Chunking (or shallow parsing) groups adjacent tokens into syntactic phrases without building full parse trees. Chunks typically include noun phrases (“the quick brown fox”), verb phrases (“will run”), and prepositional phrases (“over the hill”). Chunking is simpler than full parsing and computationally efficient, useful for information extraction and text analysis.
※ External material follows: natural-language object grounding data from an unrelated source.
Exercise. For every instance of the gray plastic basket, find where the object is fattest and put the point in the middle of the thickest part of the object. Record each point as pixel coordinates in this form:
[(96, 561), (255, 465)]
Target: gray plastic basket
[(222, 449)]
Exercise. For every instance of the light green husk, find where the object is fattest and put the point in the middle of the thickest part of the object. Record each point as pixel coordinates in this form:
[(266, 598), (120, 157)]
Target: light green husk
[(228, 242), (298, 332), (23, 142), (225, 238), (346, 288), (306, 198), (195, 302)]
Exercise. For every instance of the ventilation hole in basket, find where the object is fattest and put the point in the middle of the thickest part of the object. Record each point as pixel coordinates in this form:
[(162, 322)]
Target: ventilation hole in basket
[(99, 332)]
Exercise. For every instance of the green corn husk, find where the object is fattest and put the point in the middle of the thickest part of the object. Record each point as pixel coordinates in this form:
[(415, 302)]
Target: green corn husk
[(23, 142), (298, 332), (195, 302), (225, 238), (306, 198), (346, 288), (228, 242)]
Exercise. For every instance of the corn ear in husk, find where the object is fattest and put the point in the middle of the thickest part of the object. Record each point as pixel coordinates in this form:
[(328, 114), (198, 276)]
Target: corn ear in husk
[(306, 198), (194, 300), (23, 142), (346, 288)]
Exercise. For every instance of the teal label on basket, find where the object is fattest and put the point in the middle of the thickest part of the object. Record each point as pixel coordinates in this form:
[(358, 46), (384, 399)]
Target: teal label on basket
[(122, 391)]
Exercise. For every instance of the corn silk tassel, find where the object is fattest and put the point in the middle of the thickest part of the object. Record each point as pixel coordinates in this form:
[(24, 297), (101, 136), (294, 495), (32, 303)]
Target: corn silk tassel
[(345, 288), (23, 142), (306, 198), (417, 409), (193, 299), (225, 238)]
[illustrate: Text with chunks marked: NP (noun phrase), VP (verb phrase), PP (prepositional phrase)]

How it works

Tag sequences: Typically use IOB or BIO encoding
- [NP The quick brown fox] [VP runs] [PP over the hill]
- IOB: B-NP, I-NP, I-NP, I-NP, B-VP, B-PP, I-PP, I-PP
Chunk types: Common phrases
- NP (noun phrase): articles, adjectives, nouns
- VP (verb phrase): verbs, auxiliaries, particles
- PP (prepositional phrase): prepositions + NP
- ADJP (adjective phrase): adjectives
- ADVP (adverbial phrase): adverbs
Neural chunking:
- Encode tokens with BERT or BiLSTM
- Classify each token’s chunk type
- IOB decoding to extract phrase spans

Example

Sentence: "The quick brown fox runs over the hill quickly"

Chunks:
[NP The quick brown fox] [VP runs] [PP over the hill] [ADVP quickly]

IOB tagging:
The/B-NP quick/I-NP brown/I-NP fox/I-NP runs/B-VP
over/B-PP the/I-PP hill/I-PP quickly/B-ADVP

Variants and history

Chunking emerged in the 1990s as a task intermediate between POS tagging and full parsing. Rule-based chunkers used POS patterns. Machine learning chunking (SVMs, CRFs, 2000s) improved robustness. Neural chunking (BiLSTM-CRF, BERT-based, 2015+) achieved high accuracy. Modern systems often joint-train chunking with POS tagging or NER for efficiency.

When to use it

Use chunking for:

Quick noun phrase extraction
Lightweight syntactic analysis
Information extraction without full parsing
Text preprocessing for other tasks
Handling languages where full parsing is expensive

Chunking is efficient and interpretable. For complex syntactic phenomena, full dependency or constituency parsing may be necessary.